Но далее возникли непредвиденные осложнения: нам казалось, что мы целиком разрушили роман-загадку, а на самом деле мы сохранили для наших целей его ядро. В прежних детективах злоумышленник мечтал совершить образцовое преступление — достойное Маккиавелли, хладнокровно, тщательно продуманное и осуществленное. Интеллект преступника заставлял сыщика превращаться в гигантский мозг — специфика детектива диктовала его поведение. Такой роман никакого отношения к реальной действительности не имел: злоумышленник всегда придумывал невероятные способы убийства. А мы, напротив, хотели вернуться к повседневности и потому вынуждены были отказаться от «образцовых преступлений». Но как создать атмосферу тайны, погрузить героя в двойственный мир без идеально отлаженного механизма интриги? Мы изменили время действия: не после, а до преступления, и этого оказалось достаточным, чтобы преобразить всю картину. Жертва не могла избежать гибели: смерть надвигалась постепенно, образцовое преступление соединяло эпизоды романа невидимой, но неумолимой логикой. Оно становилось пружиной действия. И поскольку оно было продумано заранее, жертва, против нашей воли, оказывалась слишком наивной и доверчивой. Слишком беззаботно шла она по дороге, уставленной ловушками. Когда читатель, избравший тот же путь, докапывался до истины, он чувствовал себя обманутым. Кроме того, мы совершили ошибку, за которую сами упрекали Дороти Сейерс. Как вы помните, она писала, что «автор должен с самого начала найти верное соотношение характеров и интриги». В действительности нет и не может быть предустановленной гармонии между характерами и интригой. Чем правдивей характер, тем энергичней творит он интригу по своему образу и подобию. В противном случае интрига управляет персонажами и превращает их в роботов.

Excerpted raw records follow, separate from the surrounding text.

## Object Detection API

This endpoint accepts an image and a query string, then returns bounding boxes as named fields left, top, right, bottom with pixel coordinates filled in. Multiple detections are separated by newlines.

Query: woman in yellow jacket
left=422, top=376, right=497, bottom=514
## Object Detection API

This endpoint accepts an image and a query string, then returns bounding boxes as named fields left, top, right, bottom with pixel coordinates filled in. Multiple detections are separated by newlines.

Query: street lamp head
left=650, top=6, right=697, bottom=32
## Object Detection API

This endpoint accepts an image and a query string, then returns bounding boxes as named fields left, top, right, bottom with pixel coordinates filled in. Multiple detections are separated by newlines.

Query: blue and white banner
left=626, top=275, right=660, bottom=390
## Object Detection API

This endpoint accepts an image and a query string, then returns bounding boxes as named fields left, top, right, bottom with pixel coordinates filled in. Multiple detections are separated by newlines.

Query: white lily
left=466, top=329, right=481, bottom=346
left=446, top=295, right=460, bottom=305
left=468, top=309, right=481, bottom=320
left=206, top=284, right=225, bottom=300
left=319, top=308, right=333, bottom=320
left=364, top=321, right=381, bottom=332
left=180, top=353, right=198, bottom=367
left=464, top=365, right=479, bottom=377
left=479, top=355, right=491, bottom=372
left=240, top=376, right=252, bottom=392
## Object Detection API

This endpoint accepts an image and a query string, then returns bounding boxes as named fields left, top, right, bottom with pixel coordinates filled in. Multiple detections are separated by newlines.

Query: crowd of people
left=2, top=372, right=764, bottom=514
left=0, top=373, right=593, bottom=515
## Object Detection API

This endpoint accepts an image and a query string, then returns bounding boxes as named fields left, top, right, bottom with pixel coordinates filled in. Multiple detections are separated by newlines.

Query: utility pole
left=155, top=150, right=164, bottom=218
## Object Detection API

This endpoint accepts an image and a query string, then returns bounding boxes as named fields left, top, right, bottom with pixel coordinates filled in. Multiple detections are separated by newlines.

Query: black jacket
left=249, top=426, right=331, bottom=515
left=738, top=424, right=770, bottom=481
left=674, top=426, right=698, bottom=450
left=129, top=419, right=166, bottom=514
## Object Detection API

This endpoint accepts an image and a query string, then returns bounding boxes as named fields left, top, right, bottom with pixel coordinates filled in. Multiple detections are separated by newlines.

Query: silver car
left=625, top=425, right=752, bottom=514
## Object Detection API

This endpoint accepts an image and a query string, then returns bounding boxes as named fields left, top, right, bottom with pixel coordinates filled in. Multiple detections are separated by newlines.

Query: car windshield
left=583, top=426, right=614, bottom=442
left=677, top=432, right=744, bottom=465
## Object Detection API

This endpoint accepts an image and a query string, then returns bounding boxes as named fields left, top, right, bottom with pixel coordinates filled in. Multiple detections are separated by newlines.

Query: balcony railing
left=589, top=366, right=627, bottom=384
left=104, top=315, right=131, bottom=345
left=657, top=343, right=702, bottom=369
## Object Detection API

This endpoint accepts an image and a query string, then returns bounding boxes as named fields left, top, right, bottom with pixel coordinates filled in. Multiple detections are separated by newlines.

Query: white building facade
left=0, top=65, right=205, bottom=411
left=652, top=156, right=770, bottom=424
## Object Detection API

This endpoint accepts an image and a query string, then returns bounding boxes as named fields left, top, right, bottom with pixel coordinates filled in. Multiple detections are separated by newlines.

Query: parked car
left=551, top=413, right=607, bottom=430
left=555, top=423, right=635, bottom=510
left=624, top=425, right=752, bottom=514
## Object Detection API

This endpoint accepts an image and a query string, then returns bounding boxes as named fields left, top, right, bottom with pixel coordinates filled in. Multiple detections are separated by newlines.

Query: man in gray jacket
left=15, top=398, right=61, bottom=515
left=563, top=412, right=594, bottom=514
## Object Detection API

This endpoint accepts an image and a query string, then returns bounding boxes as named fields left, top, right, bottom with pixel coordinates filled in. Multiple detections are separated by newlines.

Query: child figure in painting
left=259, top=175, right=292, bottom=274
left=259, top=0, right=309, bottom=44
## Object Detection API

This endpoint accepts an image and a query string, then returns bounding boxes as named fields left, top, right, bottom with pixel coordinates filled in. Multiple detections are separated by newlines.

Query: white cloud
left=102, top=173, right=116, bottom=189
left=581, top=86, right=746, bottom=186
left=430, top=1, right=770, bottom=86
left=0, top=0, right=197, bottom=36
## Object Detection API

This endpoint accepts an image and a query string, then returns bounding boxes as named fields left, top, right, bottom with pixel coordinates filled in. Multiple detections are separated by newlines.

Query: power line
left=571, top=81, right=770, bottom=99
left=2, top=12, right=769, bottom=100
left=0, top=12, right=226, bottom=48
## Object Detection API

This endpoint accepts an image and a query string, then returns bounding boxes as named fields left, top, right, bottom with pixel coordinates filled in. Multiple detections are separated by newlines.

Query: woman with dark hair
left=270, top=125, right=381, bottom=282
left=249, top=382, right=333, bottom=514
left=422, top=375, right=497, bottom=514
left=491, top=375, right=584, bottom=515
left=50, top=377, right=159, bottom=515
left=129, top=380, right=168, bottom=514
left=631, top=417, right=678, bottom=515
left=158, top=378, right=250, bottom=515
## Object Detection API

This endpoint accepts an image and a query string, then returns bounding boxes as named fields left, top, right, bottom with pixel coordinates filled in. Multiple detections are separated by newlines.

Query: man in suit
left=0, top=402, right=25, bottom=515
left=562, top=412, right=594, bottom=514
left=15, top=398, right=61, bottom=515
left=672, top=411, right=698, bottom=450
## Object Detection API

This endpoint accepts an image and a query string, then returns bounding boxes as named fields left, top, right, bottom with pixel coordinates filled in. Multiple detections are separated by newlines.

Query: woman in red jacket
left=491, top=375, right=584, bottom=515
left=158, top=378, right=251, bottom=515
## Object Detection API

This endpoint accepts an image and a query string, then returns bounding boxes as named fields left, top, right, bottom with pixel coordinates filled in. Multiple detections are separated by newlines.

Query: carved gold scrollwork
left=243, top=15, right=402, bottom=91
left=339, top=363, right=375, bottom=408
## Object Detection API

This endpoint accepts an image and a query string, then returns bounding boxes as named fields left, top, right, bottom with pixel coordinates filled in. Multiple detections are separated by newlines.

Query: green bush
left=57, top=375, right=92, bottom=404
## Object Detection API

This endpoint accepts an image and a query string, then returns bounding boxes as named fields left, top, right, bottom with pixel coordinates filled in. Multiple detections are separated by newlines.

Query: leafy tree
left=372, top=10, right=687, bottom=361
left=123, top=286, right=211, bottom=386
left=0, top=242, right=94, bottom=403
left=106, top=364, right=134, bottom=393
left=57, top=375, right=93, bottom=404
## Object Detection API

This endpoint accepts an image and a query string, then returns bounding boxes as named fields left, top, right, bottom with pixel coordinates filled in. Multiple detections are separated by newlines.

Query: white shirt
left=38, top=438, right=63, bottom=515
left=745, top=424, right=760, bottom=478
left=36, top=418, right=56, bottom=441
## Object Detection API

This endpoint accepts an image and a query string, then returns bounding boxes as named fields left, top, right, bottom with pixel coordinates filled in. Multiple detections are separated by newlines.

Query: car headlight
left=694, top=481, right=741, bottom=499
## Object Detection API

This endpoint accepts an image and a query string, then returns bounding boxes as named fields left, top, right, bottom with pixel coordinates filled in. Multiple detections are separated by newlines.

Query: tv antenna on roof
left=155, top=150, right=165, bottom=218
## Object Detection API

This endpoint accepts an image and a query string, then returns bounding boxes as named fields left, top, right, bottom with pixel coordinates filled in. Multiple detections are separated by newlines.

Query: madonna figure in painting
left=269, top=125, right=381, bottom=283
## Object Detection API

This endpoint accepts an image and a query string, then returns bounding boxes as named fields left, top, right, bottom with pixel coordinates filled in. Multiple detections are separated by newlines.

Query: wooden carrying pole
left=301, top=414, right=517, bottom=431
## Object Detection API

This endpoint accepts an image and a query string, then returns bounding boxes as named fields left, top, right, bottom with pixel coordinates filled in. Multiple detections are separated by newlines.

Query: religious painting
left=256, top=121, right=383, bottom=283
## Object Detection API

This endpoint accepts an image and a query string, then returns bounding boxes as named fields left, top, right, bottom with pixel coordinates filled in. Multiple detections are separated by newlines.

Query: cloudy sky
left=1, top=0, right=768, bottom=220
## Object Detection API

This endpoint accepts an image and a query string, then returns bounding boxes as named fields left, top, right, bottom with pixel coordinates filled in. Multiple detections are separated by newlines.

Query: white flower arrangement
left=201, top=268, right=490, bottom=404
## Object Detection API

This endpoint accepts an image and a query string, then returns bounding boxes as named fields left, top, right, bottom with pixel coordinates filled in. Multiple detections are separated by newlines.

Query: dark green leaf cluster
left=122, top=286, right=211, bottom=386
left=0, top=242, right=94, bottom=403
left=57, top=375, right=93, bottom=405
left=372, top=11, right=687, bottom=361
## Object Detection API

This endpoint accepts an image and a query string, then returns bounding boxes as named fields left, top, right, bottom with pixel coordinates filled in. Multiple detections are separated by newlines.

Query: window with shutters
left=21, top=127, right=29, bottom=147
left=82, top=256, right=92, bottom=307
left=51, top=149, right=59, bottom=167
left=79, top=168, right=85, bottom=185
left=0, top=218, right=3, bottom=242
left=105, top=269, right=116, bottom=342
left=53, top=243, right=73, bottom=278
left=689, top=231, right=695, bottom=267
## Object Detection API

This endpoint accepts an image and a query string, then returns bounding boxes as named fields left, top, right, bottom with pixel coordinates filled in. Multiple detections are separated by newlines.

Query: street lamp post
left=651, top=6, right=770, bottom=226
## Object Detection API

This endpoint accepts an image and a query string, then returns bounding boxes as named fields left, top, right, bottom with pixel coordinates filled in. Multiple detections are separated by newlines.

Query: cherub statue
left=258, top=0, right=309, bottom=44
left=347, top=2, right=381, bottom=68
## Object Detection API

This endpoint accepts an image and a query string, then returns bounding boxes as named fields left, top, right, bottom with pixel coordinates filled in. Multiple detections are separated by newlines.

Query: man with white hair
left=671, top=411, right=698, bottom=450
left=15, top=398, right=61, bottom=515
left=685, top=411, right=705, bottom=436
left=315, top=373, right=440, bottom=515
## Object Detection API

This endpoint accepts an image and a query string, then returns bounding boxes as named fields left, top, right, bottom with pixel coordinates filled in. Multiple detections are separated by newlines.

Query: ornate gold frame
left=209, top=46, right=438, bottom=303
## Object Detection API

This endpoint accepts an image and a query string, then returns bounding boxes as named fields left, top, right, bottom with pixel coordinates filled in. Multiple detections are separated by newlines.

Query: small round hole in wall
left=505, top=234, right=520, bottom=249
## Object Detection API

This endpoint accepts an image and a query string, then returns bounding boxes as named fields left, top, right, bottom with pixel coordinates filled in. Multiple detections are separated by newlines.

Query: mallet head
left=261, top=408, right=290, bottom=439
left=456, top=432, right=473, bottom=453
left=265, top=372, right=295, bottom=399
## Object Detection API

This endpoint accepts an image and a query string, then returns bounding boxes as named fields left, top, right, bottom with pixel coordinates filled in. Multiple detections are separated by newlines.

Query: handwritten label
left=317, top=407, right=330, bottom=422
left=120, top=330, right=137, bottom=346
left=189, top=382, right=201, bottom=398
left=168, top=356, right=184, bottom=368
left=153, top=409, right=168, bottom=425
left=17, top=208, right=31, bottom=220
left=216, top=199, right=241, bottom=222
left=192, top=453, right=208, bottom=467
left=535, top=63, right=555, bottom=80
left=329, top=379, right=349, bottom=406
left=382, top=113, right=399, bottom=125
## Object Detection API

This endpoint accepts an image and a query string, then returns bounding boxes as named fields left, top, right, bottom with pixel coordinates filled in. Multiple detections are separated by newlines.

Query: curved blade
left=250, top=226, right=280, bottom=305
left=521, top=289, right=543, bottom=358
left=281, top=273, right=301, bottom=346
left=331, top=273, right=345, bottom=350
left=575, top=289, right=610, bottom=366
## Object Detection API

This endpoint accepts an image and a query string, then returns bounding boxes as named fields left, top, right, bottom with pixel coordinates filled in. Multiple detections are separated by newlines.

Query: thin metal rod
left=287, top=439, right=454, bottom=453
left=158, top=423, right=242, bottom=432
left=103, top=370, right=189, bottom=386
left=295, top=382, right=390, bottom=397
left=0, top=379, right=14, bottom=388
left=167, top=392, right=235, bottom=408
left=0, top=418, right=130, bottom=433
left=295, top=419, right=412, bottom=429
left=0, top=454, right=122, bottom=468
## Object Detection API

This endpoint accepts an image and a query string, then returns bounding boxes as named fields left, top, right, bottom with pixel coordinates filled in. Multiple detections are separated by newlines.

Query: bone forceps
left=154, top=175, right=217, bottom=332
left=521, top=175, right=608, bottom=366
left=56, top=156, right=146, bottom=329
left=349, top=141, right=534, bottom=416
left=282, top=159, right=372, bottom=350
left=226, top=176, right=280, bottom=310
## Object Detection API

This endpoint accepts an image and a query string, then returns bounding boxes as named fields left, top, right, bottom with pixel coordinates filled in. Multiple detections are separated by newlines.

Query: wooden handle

Другими словами, в романе все должно быть естественно, а в детективе — закономерно. Первый — живое существо, второй — механизм. Чтобы преодолеть это препятствие, надо было предоставить жертве полную свободу. Значит, мы должны были отказаться от образцового преступления. Но это заводило слишком далеко. Во-первых, пришлось бы заменить умышленное убийство на случайное, преступник или преступники были бы вынуждены на ходу придумывать защитные маневры, чтобы отвести от себя подозрение. И в-третьих, жертва могла только случайно выбрать роковой маршрут. Короче говоря, если дать волю хотя бы одному герою, то рухнут все преграды и роман обретет свободу. А как тогда выстроить связную интригу?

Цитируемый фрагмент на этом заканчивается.